You can set up the database either locally or in the cloud. If setting it up locally, ensure that PGAdmin is installed and properly configured. For this tutorial, we’ll use a [Timescale Cloud](https://console.cloud.timescale.com) instance. Visit Timescale Cloud and set up your instance to get started.
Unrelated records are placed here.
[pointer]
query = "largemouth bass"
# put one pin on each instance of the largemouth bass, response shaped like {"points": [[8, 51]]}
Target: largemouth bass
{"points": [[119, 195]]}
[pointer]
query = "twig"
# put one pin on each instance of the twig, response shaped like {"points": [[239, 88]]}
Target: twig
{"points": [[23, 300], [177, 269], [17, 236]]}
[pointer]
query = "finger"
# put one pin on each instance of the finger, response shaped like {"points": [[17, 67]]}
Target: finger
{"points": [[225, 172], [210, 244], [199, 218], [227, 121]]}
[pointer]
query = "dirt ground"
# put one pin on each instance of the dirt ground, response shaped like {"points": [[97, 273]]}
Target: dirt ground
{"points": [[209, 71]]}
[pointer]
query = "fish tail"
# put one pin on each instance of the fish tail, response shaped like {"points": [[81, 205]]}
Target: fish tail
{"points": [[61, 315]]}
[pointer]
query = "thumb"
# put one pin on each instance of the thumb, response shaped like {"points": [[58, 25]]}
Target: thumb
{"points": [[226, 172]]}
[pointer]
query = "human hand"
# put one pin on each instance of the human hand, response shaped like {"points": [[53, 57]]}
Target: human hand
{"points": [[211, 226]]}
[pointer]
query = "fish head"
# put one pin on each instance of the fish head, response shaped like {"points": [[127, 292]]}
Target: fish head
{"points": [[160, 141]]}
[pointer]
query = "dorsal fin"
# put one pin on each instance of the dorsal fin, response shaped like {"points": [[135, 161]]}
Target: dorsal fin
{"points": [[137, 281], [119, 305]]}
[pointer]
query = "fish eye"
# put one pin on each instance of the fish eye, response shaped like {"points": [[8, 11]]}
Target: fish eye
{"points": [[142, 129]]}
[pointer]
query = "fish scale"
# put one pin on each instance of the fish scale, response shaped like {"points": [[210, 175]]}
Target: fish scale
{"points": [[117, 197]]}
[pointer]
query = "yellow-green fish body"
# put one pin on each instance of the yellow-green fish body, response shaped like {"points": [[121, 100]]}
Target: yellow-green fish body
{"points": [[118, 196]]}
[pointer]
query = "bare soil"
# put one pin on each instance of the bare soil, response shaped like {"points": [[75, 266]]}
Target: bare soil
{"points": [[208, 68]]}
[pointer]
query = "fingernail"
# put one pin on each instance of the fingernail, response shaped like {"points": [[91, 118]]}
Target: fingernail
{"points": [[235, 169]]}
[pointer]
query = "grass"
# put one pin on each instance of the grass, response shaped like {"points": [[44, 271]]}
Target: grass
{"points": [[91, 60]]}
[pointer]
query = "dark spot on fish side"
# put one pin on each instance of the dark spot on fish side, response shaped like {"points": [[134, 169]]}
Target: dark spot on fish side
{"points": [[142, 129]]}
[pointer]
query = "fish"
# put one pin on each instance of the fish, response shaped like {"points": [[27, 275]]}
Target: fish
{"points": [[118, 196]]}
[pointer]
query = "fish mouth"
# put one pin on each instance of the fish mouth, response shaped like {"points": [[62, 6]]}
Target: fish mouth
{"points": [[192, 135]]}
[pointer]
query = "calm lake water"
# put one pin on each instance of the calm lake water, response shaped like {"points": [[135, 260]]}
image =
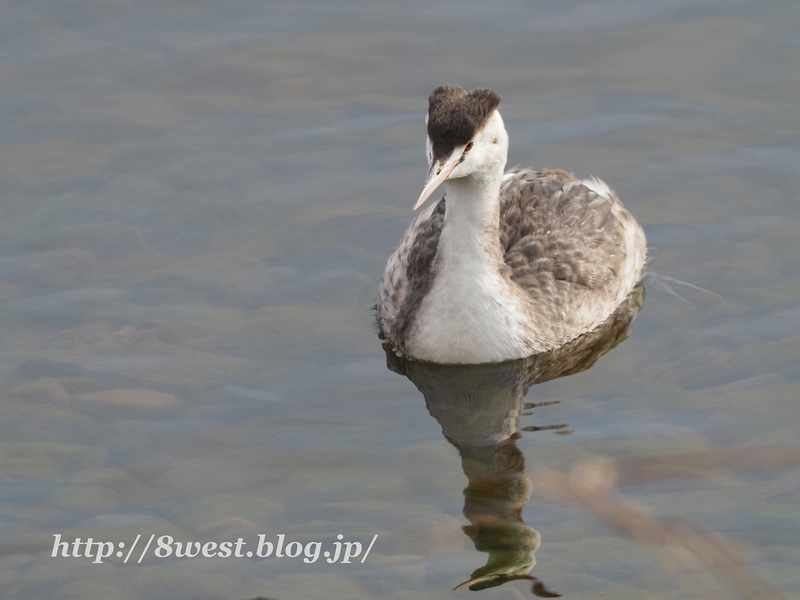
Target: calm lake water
{"points": [[197, 201]]}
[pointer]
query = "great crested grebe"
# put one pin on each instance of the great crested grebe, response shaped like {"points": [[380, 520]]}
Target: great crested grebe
{"points": [[505, 265]]}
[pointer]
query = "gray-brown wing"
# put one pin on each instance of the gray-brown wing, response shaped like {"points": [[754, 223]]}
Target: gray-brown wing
{"points": [[408, 275], [562, 241]]}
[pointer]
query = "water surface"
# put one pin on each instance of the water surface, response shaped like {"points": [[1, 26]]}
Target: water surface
{"points": [[198, 199]]}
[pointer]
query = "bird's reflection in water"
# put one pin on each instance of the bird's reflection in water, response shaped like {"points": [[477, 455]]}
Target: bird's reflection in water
{"points": [[478, 407]]}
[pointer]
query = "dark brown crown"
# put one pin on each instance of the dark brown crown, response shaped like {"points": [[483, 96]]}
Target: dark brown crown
{"points": [[455, 116]]}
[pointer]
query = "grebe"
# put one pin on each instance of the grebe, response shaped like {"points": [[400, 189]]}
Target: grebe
{"points": [[505, 266]]}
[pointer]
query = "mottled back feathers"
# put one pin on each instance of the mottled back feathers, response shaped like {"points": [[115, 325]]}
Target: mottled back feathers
{"points": [[561, 242]]}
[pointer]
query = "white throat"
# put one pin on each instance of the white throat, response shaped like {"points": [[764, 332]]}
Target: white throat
{"points": [[473, 313]]}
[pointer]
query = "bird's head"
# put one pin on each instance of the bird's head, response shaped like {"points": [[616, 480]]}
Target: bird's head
{"points": [[466, 137]]}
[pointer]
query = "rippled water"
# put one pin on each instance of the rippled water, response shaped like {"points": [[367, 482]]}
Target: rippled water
{"points": [[197, 201]]}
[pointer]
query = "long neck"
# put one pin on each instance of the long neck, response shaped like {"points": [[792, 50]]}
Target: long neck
{"points": [[472, 221]]}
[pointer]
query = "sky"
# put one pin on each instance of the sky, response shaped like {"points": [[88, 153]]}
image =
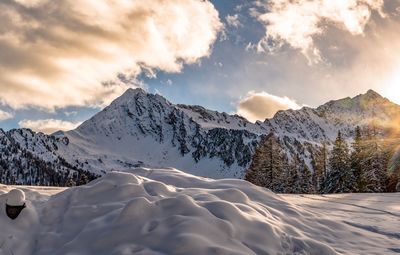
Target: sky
{"points": [[63, 61]]}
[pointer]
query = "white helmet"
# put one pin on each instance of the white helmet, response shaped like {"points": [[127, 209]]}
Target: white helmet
{"points": [[16, 197]]}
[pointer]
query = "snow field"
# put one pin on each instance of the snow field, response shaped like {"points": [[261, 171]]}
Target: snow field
{"points": [[165, 211]]}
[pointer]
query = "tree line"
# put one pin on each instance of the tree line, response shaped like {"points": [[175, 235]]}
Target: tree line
{"points": [[366, 165]]}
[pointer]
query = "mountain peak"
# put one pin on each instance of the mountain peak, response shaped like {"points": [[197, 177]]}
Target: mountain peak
{"points": [[134, 91]]}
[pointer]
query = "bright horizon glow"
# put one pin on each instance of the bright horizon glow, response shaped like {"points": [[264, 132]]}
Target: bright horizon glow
{"points": [[391, 87]]}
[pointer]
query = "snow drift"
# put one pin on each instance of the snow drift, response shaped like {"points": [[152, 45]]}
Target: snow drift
{"points": [[166, 211]]}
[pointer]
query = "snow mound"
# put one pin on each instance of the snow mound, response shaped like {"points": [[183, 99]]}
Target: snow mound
{"points": [[166, 211]]}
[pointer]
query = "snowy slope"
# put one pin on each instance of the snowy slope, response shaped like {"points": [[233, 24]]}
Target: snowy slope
{"points": [[142, 129], [165, 211]]}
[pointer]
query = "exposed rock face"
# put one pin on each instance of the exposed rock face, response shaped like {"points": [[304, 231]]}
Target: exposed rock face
{"points": [[139, 128]]}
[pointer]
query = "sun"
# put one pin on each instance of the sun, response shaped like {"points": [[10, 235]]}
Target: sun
{"points": [[391, 88]]}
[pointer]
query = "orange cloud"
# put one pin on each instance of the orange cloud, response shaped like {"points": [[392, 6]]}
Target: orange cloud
{"points": [[61, 53], [259, 106]]}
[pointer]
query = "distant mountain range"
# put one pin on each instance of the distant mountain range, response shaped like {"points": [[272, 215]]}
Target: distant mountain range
{"points": [[142, 129]]}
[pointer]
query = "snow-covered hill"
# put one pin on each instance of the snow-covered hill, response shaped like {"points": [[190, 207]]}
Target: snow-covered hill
{"points": [[142, 129], [165, 211]]}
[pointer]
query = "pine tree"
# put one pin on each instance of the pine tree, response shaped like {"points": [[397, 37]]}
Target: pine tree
{"points": [[268, 165], [292, 178], [305, 180], [356, 160], [375, 165], [340, 177], [319, 164]]}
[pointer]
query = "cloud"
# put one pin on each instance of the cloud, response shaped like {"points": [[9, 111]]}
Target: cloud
{"points": [[5, 115], [60, 53], [48, 126], [261, 105], [233, 20], [297, 22]]}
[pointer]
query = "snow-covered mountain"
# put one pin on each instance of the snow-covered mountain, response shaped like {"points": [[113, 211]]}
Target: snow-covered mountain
{"points": [[142, 129]]}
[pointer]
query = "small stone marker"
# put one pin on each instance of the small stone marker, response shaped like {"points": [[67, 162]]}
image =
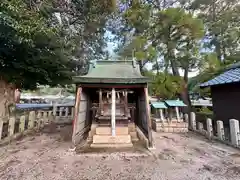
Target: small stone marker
{"points": [[11, 126], [50, 116], [31, 119], [193, 121], [45, 118], [220, 130], [66, 111], [22, 124], [186, 118], [39, 120], [200, 126], [234, 132], [1, 127]]}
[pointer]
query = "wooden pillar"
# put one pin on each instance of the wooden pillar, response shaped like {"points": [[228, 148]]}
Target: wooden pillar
{"points": [[113, 118], [125, 103], [149, 122], [77, 105], [100, 102]]}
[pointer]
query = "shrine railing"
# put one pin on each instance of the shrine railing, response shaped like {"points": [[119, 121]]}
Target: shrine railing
{"points": [[27, 118]]}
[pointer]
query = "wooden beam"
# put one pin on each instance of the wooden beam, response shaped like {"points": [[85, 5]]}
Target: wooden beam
{"points": [[76, 110], [148, 114]]}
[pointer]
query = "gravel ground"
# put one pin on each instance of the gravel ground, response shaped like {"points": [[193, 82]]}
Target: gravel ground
{"points": [[47, 156]]}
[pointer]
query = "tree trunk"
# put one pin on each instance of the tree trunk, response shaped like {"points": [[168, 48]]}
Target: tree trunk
{"points": [[7, 96]]}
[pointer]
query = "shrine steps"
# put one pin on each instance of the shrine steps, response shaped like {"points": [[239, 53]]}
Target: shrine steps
{"points": [[102, 136]]}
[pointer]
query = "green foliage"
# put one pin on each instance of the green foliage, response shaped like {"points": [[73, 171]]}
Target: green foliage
{"points": [[165, 86]]}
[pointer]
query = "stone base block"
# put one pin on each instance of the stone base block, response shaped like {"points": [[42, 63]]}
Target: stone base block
{"points": [[108, 131], [119, 139], [125, 145]]}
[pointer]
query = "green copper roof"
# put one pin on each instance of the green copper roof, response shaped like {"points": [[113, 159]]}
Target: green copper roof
{"points": [[117, 72], [175, 103]]}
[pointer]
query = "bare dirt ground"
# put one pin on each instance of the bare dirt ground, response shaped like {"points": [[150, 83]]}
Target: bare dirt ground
{"points": [[45, 156]]}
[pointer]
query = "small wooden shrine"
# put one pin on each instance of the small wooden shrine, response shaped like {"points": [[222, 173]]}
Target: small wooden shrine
{"points": [[112, 105]]}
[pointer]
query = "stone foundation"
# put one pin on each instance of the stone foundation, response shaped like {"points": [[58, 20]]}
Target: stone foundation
{"points": [[173, 126]]}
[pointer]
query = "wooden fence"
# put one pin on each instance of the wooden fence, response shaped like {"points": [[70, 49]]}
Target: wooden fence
{"points": [[27, 120]]}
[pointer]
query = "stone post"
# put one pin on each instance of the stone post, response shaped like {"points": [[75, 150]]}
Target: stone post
{"points": [[39, 120], [177, 114], [45, 118], [186, 118], [22, 124], [234, 132], [200, 126], [11, 126], [209, 127], [161, 115], [55, 110], [193, 121], [1, 127], [50, 117], [31, 119], [113, 117], [220, 130]]}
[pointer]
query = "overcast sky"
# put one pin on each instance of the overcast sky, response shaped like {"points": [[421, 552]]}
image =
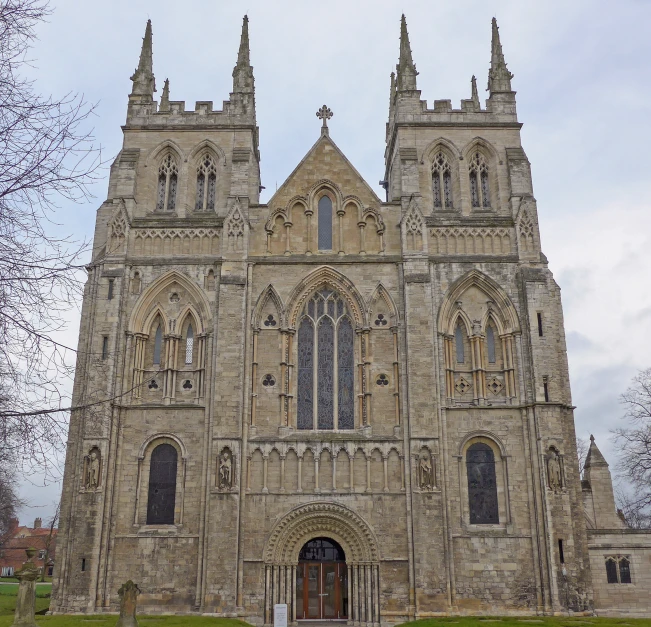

![](https://storage.ghost.io/c/6b/cb/6bcb39cf-9421-4bd1-9c9d-fa7b6755ba0e/content/images/2025/01/Semantic-Search-with-OpenAI-and-PostgreSQL-in-10-Minutes_create-service.png)

Make sure to enable the AI and vector options, then create the service.

![](https://storage.ghost.io/c/6b/cb/6bcb39cf-9421-4bd1-9c9d-fa7b6755ba0e/content/images/2025/01/Semantic-Search-with-OpenAI-and-PostgreSQL-in-10-Minutes_db-semantic-search.png)

Once the instance is up and running, retrieve your credentials from the page.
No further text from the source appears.